Bild: Das Leben etwas aufregender machen: DDR-Punks
Jetzt fehlt eigentlich nur noch das Musical oder eine Theaterinszenierung
an der Berliner Volksbühne. Dabei schafft es diese Dokumentation von
Carsten Fiebeler und Michael Boehlke schon nicht mehr, dem bereits
vorgezeichneten Bild von Punk als Selbstermächtigungsstrategie zur
Dissidenz in einem Unrechtsstaat irgendetwas Substanzielles hinzuzufügen.
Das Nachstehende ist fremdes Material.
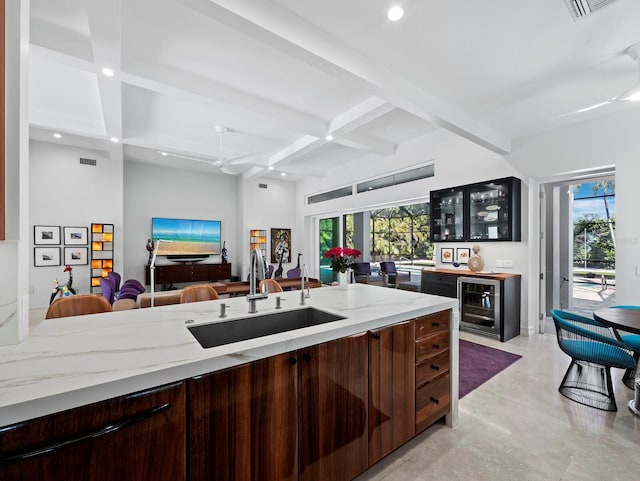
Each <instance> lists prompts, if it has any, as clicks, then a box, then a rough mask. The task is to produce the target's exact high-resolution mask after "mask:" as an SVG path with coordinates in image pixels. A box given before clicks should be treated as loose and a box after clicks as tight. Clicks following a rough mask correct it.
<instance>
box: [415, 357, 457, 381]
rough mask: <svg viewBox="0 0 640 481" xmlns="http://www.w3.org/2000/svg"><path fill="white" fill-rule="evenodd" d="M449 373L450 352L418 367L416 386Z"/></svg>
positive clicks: (426, 361)
mask: <svg viewBox="0 0 640 481" xmlns="http://www.w3.org/2000/svg"><path fill="white" fill-rule="evenodd" d="M447 372H449V351H447V352H444V353H442V354H440V355H439V356H436V357H433V358H431V359H427V360H426V361H424V362H421V363H420V364H418V365H417V366H416V386H421V385H422V384H424V383H425V382H427V381H430V380H431V379H434V378H436V377H438V376H440V375H442V374H444V373H447Z"/></svg>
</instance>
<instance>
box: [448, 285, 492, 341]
mask: <svg viewBox="0 0 640 481" xmlns="http://www.w3.org/2000/svg"><path fill="white" fill-rule="evenodd" d="M500 290H501V289H500V281H499V280H497V279H482V278H474V277H458V304H459V305H458V307H459V309H460V329H463V330H466V331H472V332H476V333H478V334H484V335H488V336H491V337H495V338H497V339H500V338H501V329H500V327H501V326H500V322H501V315H500Z"/></svg>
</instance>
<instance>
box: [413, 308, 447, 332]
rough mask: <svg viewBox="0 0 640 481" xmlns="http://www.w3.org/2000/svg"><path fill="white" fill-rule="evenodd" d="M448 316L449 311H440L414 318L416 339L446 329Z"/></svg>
mask: <svg viewBox="0 0 640 481" xmlns="http://www.w3.org/2000/svg"><path fill="white" fill-rule="evenodd" d="M450 317H451V311H442V312H438V313H436V314H430V315H428V316H424V317H419V318H418V319H416V339H420V338H422V337H426V336H429V335H431V334H434V333H436V332H438V331H444V330H447V331H448V330H449V318H450Z"/></svg>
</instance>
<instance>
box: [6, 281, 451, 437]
mask: <svg viewBox="0 0 640 481" xmlns="http://www.w3.org/2000/svg"><path fill="white" fill-rule="evenodd" d="M278 295H280V296H281V298H282V299H283V303H282V305H283V310H291V309H300V308H302V307H303V306H300V305H299V304H300V291H289V292H284V293H281V294H270V295H269V298H268V299H265V300H260V301H258V302H257V309H258V313H257V314H248V302H247V301H246V299H245V298H244V297H237V298H230V299H220V300H217V301H207V302H197V303H191V304H177V305H170V306H161V307H156V308H148V309H134V310H130V311H119V312H112V313H105V314H94V315H90V316H77V317H68V318H62V319H51V320H47V321H44V322H42V323H41V324H39V325H38V326H37V327H36V328H34V329H33V330H32V331H31V332H30V334H29V336H28V337H27V338H26V339H25V340H24V341H23V342H22V343H21V344H17V345H12V346H4V347H0V427H1V426H5V425H8V424H11V423H14V422H18V421H23V420H26V419H31V418H35V417H38V416H42V415H46V414H50V413H54V412H58V411H62V410H65V409H70V408H73V407H77V406H82V405H85V404H89V403H92V402H96V401H102V400H104V399H108V398H111V397H114V396H120V395H124V394H127V393H131V392H135V391H139V390H142V389H147V388H151V387H154V386H158V385H162V384H165V383H169V382H173V381H176V380H180V379H186V378H189V377H191V376H195V375H199V374H204V373H207V372H212V371H216V370H219V369H224V368H227V367H230V366H235V365H238V364H243V363H245V362H249V361H252V360H255V359H260V358H263V357H267V356H271V355H274V354H280V353H283V352H289V351H292V350H295V349H299V348H302V347H307V346H310V345H314V344H318V343H321V342H326V341H329V340H332V339H338V338H340V337H344V336H348V335H352V334H356V333H359V332H364V331H367V330H369V329H374V328H377V327H381V326H385V325H389V324H393V323H396V322H398V321H401V320H404V319H409V318H412V317H415V316H419V315H425V314H430V313H433V312H438V311H442V310H445V309H456V308H457V306H456V300H455V299H449V298H445V297H439V296H431V295H428V294H420V293H415V292H408V291H400V290H396V289H388V288H383V287H376V286H369V285H364V284H352V285H350V286H347V288H341V287H322V288H318V289H312V290H311V298H310V299H306V306H307V307H315V308H318V309H322V310H324V311H327V312H331V313H334V314H338V315H341V316H344V317H345V319H343V320H339V321H334V322H331V323H327V324H321V325H317V326H312V327H307V328H304V329H298V330H295V331H289V332H284V333H280V334H273V335H270V336H265V337H261V338H256V339H251V340H247V341H241V342H236V343H233V344H227V345H223V346H218V347H214V348H210V349H203V348H202V347H201V346H200V344H199V343H198V342H197V341H196V339H195V338H194V337H193V336H192V335H191V333H190V332H189V331H188V329H187V325H186V324H185V321H186V320H193V323H191V324H189V326H193V325H199V324H205V323H210V322H224V321H229V320H233V319H238V318H243V317H250V316H255V317H258V316H260V315H261V314H268V313H273V312H279V311H277V310H276V309H275V305H276V297H277V296H278ZM222 302H224V303H225V304H227V305H228V306H229V307H228V309H227V317H226V318H225V319H219V318H218V314H219V310H220V303H222ZM257 321H259V319H257Z"/></svg>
Ein paar Szeneveteranen von damals erzählen vor laufender Kamera nochmals
davon, wie sich das Leben in der DDR angefühlt und wie Punkrock das Leben
etwas aufregender gemacht hat. Mehr ist da nicht. Kaum Footage aus der
Szene haben die Filmemacher Carsten Fiebeler und Michael Boehlke
zusammengetragen, weil die Archive da angeblich zu wenig hergeben, aber
auch wie es in der DDR ausgesehen haben mag mit ihrem Muff, gegen den man
rebelliert hatte, das muss man sich stets dazudenken, wenn die paar
ehemaligen DDR-Punks zu ihren endlosen Tiraden ansetzen.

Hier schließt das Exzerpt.